Monsoon on move, may hit north India this weekend

Monsoon on move, may hit north India this weekend

NEW DELHI: The monsoon marched into more parts of central India on Sunday, registering movement for the second consecutive day after it had remained stalled for 11 days. Met officials expect the advance to continue, with the rain-bearing system now looking likely to cover parts of north India, including Delhi, by June 29 to July 1.
As a precursor to the real thing, pre-monsoon showers are expected in north India from Tuesday or Wednesday, which could be quite widespread. The monsoon entered southern Madhya Pradesh on Sunday while pushing further into Maharashtra and Gujarat, a state it entered the previous day. The India Meteorological Department said the advance in central India, as well as in the east, is expected to continue in the next two days.
The system had remained stalled since June 12 for an unusually long period of 11 days due to unfavourable conditions in the Indian Ocean, from where the rain-laden winds originate. This has resulted in a countrywide rainfall deficit of 11%.“We expect good rainfall in the next few days that will hopefully wipe out much of the deficit by the end of this month,” said M Mohapatra, additional director-general, IMD.

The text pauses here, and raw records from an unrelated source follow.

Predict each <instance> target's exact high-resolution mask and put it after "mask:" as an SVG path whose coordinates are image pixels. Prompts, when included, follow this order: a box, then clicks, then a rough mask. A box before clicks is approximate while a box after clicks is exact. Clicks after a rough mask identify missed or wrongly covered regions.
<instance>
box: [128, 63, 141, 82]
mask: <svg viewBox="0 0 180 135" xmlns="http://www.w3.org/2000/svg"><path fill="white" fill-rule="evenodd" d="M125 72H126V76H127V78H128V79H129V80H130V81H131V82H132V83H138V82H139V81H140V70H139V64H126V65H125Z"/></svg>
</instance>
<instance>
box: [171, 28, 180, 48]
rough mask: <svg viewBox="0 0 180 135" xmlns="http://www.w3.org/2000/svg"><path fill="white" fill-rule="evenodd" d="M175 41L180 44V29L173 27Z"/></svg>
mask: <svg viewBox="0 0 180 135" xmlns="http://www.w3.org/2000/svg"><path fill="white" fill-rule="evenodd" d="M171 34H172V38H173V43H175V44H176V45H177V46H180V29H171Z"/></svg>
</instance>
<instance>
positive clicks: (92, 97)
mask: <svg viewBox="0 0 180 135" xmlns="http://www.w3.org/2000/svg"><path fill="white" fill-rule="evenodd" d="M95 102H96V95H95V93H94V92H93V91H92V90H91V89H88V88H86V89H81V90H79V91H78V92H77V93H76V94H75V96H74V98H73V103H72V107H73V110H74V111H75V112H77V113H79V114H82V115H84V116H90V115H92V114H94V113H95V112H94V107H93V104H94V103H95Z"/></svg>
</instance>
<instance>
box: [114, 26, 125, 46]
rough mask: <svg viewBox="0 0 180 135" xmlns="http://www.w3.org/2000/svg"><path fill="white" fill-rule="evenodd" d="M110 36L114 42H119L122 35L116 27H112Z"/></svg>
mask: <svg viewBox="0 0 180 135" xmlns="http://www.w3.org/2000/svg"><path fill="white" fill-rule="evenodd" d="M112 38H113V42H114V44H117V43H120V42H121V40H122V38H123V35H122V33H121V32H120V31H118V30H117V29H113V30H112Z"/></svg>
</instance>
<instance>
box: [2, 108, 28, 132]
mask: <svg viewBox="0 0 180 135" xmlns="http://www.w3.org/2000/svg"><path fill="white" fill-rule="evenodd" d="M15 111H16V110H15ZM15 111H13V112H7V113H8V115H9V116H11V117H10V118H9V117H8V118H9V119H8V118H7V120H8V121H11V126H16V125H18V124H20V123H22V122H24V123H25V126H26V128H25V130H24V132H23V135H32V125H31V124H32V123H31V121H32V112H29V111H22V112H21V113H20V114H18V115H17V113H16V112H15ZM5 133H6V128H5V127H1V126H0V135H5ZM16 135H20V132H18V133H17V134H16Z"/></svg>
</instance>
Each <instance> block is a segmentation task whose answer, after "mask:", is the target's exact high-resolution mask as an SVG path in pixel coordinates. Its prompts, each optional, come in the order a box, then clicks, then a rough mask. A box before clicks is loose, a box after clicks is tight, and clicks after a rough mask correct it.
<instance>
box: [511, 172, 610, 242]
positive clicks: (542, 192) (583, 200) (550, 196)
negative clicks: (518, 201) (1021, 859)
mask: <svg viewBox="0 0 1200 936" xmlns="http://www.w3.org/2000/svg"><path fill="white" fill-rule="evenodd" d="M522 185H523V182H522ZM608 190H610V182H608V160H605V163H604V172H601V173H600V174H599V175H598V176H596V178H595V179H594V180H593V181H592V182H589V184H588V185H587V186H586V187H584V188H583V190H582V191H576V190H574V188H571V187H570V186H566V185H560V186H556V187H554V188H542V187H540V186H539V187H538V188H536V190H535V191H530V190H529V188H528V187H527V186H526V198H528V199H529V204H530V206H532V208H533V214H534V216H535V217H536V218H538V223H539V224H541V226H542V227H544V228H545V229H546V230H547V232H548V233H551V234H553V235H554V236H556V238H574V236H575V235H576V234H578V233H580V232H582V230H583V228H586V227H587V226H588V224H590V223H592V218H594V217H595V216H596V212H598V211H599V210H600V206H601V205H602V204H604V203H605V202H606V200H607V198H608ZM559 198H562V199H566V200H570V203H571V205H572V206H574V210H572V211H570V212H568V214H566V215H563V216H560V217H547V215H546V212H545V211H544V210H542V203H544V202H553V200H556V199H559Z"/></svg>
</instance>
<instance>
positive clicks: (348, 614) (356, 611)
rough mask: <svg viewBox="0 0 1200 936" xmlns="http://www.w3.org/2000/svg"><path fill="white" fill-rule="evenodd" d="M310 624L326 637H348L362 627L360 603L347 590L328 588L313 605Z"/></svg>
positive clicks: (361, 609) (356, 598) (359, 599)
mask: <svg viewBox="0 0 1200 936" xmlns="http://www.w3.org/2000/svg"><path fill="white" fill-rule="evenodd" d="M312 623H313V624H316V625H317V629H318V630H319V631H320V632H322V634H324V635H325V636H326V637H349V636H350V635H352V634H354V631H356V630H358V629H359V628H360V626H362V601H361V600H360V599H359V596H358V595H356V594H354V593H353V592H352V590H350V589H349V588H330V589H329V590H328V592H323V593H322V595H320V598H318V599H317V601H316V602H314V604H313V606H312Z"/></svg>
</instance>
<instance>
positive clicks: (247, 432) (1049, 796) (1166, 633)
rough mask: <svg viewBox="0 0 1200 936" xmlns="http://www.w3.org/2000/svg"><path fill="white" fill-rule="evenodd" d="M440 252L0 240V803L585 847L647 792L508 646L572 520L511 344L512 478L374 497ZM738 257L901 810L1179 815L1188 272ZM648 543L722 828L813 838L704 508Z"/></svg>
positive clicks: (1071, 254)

The monsoon is still in its advancing stage, during which it moves north and westwards into the India subcontinent in spurts, covering the entire country normally by the middle of July.
IMD expects a good monsoon in the crucial sowing month of July, during which it has forecast 101% rainfall (1 percentage point higher than normal) while the forecast for the entire June-September period is 97%, on the lower end of the normal range. The normal date for the monsoon to arrive in Delhi is June 29. “Conditions at the moment suggest the monsoon will arrive on time in north India, give or take one or two days,” said B P Yadav from IMD’s Regional Meteorological Centre. However, there are now growing fears of an El Nino forming during the last month of the monsoon season which could subdue rains during September. Most international weather agencies have now put out an “El Nino watch” alert in view of continued warming in the Pacific. El Nino is an abnormal warming of ocean waters in the east equatorial region of the Pacific, which often suppresses the southwest monsoon.
“There’s a good chance of El Nino forming this year. The higher uncertainty is about when it will set in. If it forms after September, the monsoon may not get impacted. If it happens earlier, we could see subdued rainfall in September.